Sono stati monitorati tutti quei riflessi, anche irrazionali, a cui un
consumatore è soggetto in un punto vendita: gli acquisti d’impulso ormai
rappresentano tra il 70 e l’80 per cento della spesa. Il team ha
scoperto che si vende molto più facilmente quando
appare la figura del produttore, sia se è raffigurato sulla confezione e
tanto più se è presente fisicamente nel punto vendita.

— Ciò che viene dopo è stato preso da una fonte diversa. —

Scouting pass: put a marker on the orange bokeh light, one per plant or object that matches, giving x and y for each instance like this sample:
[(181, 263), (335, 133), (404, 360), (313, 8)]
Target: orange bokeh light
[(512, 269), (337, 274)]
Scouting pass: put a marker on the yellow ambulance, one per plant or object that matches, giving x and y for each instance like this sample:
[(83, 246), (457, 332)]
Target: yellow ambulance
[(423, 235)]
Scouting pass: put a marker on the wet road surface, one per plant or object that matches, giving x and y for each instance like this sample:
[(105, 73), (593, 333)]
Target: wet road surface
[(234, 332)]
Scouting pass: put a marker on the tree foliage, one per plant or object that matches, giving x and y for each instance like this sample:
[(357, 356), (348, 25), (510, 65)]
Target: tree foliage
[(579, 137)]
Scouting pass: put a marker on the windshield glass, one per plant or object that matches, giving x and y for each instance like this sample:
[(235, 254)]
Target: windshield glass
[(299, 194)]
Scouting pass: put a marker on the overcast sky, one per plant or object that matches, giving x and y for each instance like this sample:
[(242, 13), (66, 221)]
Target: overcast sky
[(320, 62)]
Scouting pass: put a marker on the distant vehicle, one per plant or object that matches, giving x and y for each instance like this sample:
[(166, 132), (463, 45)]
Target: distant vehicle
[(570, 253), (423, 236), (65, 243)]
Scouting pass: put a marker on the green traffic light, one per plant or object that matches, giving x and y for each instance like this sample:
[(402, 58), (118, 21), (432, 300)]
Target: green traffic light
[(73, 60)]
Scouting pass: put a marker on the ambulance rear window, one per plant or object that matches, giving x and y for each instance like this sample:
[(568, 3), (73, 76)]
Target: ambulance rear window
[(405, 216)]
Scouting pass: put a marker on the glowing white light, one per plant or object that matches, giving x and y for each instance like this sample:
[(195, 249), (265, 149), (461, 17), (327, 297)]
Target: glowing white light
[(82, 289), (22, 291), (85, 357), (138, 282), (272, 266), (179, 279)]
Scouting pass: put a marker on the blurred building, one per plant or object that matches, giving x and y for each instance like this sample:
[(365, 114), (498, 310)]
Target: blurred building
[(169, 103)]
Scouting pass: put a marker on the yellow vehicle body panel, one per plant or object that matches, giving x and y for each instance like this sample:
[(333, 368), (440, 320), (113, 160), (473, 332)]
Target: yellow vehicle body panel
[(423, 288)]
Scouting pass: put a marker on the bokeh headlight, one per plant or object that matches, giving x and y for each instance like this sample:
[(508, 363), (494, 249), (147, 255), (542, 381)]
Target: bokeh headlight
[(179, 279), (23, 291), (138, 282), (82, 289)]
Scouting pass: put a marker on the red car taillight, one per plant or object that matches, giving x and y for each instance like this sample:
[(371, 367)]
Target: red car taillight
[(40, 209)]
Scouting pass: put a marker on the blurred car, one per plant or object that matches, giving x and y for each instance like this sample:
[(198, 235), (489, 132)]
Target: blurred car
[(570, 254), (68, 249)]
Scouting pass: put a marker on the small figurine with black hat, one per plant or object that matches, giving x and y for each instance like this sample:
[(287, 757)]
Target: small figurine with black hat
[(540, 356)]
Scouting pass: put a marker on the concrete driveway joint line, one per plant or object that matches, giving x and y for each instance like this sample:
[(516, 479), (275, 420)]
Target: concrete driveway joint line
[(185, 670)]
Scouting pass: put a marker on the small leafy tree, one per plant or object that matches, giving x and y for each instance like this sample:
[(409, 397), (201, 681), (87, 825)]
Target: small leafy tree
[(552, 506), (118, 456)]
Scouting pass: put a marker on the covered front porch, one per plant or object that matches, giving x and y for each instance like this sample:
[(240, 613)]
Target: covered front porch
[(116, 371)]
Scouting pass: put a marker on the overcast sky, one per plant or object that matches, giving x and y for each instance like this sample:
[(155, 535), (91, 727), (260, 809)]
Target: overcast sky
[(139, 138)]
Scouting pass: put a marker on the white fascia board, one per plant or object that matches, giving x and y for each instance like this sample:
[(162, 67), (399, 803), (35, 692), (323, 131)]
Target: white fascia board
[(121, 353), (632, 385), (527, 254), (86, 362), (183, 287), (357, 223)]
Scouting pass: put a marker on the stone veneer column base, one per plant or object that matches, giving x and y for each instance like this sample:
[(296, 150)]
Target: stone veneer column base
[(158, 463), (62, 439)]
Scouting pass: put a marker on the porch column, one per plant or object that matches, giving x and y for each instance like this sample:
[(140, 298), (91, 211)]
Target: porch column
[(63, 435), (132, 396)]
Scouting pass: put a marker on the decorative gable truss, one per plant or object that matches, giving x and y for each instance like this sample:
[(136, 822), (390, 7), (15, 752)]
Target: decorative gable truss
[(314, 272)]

IL POTERE DELLE EMOZIONI Il prodotto presentato dall’agricoltore ha
riscontrato tassi di interazione neuronale quattro volte più alti che
per gli altri prodotti. «L’incontro con l’agricoltore - sottolinea
Roberto Della Casa, managing director di Agroter
e docente di marketing all’Università di Bologna - ha favorito la
memorizzazione, l’attenzione, la piacevolezza e il cosiddetto workload,
cioè il carico di lavoro mentale, durante il processo di acquisto del
prodotto. Le tecniche di brainmarketing possono
essere molto utili per presentare prodotti o packaging a misura di
consumatore. E con l’avanzare delle tecnologie, i budget necessari sono
affrontabili non solo dalle multinazionali». La squadra de «La
Sapienza», chiamata Brainsigns, si era già occupata della
trasformazione di Telecom in Tim: «In quel caso – spiega il professor
Fabio Babiloni, docente di neuroscienze e neuromarketing e direttore
scientifico di Brainsigns - abbiamo impiegato in maniera estensiva le
tecniche di neuromarketing per misurare l’impatto
emozionale di diverse versioni del logo di Tim. Per il logo sono stati
scelti forma e colori risultati “emozionalmente più piacevoli” a un
campione rappresentativo di utenti». Analoghe tecniche sono state
impiegate nelle ultime campagne pubblicitarie Alfa
Romeo. Nel settore del vino il brainmarketing funziona da tempo. Al
recente Wine2wine svoltosi alla Fiera di Verona, una lunga serie di
ricerche è stata citata da Vincenzo Russo, direttore del centro di
ricerca Behavior and Brain Lap dello Iulm. Nel 2008 la
professoressa Hilke Plassmann, docente di neuroscienze alla Ecole
Normale Superieure di Parigi, sottopose tre assaggi di vino a un gruppo
di degustatori dicendo che erano prodotti rispettivamente da 5, 45 e 90
dollari.
I POSTER ELETTORALI CI GUARDANO In realtà la bottiglia era sempre la
stessa, ma le reazioni cerebrali inconsce erano diverse: a parità di
stimolazione sensoriale le persone provavano un’emozione maggiore con il
vino più caro. «Il mondo del vino è emozione
– ha spiegato il professor Russo – e la maggior parte dei consumatori
non sceglie per conoscenze e competenze, ma per forma della bottiglia,
etichetta, prezzo, presentazione. Il consumatore non è una macchina
pensante che si emoziona, ma una macchina emotiva
che pensa». Lo stesso principio vale in politica. Nel 2012 per la
campagna presidenziale in Messico il candidato Enrique Peña Nieto
utilizzò grandi database con monitoraggio di espressioni facciali,
frequenze cardiache, alterazioni epidermiche e onde cerebrali
dei suoi connazionali. I cartelloni pubblicitari elettronici non
facevano soltanto propaganda elettorale, ma fotografavano, analizzavano e
studiavano le facce di chi si fermava a osservare. Secondo un’inchiesta
del New York Times le tecniche della neuropolitica
sono state impiegate in Spagna, Russia, Turchia, Argentina, Brasile,
Colombia, Polonia. Qui la premier Ewa Kopacz alle ultime elezioni si è
fatta aiutare da una società di brainmarketing. Ma ha perso. Per i
neuromiracoli è ancora troppo presto.